Joseph Ugoretz is Senior Associate Dean of Technology and Learning at Macaulay Honors College and is a member of the Consortial Faculty for the CUNY Online Baccalaureate.  As a professor of English, Dr. Ugoretz has over a decade of experience incorporating educational technology into his literature and composition classes and mentoring fellow faculty members across disciplines.Some of his collaborative work from the Visible Knowledge Project is documented in the online gallery “Looking at Learning, Looking Together.” Aside from educational technology, Dr. Ugoretz’s research interests include Urban Legends and Internet Lore, Science Fiction, and Oral Performance Art (the subject of his fieldwork with pitchmen at county fairs and carnivals, and of his essay, “Quacks, Yokels, and Light-Fingered Folk: Oral Performance Art at the Fair.”


Luke Waltzer
Director, Teaching and Learning Center
The Graduate Center
Email: lwaltzer@gc.cuny.edu

Luke Waltzer is the Director of the Teaching and Learning Center at the CUNY Graduate Center, where he supports GC students in their teaching across the CUNY system and beyond, and works on a variety of pedagogy and digital projects. He previously was the director for the Center for Teaching and Learning at Baruch College.

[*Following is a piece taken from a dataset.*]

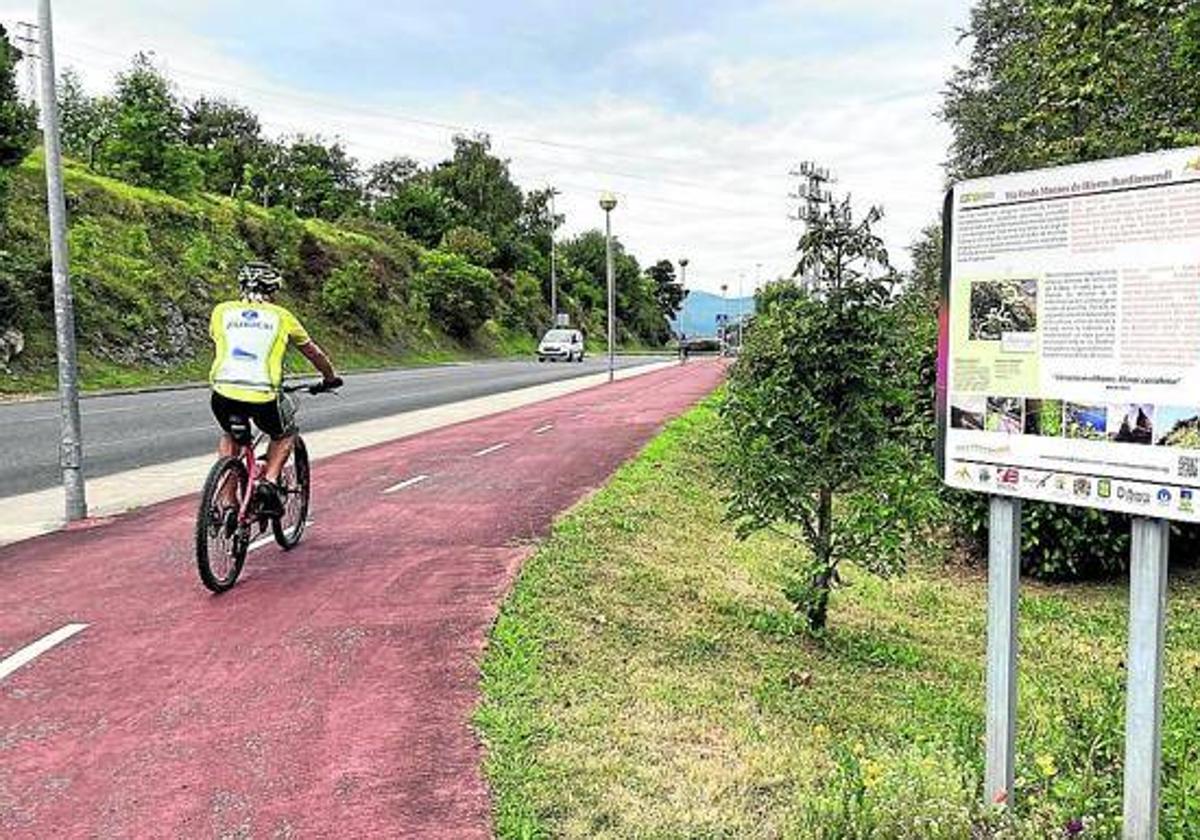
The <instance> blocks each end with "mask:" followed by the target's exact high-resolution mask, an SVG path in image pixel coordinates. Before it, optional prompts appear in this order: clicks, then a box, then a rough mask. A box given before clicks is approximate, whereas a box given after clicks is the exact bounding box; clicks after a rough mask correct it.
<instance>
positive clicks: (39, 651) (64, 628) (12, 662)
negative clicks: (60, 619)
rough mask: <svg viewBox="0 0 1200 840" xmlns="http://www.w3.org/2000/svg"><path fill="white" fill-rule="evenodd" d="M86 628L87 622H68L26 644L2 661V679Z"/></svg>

He holds a Ph.D. in History from the CUNY Graduate Center, serves as a Community Advisor to the CUNY Academic Commons and on the editorial collective of the Journal of Interactive Technology and Pedagogy, and has contributed essays to Matthew K. Gold’s Debates in the Digital Humanities and, with Thomas Harbison, to Jack Dougherty and Kristen Nawrotzki’s Writing History in the Digital Age.


Adrianne Wortzel
Professor Emerita
Entertainment Technology
The Graduate Center & City Tech
Email: awortzel@citytech.cuny.edu
Website

Adrianne Wortzel’s art explores historical and cultural perspectives in both physical and virtual networked environments as venues for interactive robotic and telerobotic installations, performance productions and texts. She is a Professor of Entertainment Technology at New York City College of Technology, CUNY, a member of the Graduate Center doctoral faculty of the Interactive Technology and Pedagogy Certificate Program, and an Adjunct Professor of Mechanical Engineering at the Cooper Union for the Advancement of Science. At Citytech she is the Founding Director of StudioBlue, a faculty research lab for video, telerobotics, sustainable invention and physical computing. Her work has been supported by the National Science Foundation, the New York State Council on the Arts, the Franklin Furnace Fund for Performance Art, the Greenwall Foundation and the PSC-CUNY Research Foundation. Residencies include Eyebeam Art and Technology Center (2008), and the Swiss Artists-in-Labs Residency Award at the Artificial Intelligence Laboratory, University of Zurich (2004).


Staff

Julie Fuller
Program Assistant
ITP Certificate Program, The Graduate Center
Email: jfuller1@gradcenter.cuny.edu

Julie is a doctoral candidate in the English Program at the Graduate Center, where she is working on a dissertation on the Sportswoman and athleticized female bodies in Victorian literature and culture. She is building an interactive digital archive as a component of her dissertation project. She is an alum of the ITP Certificate Program.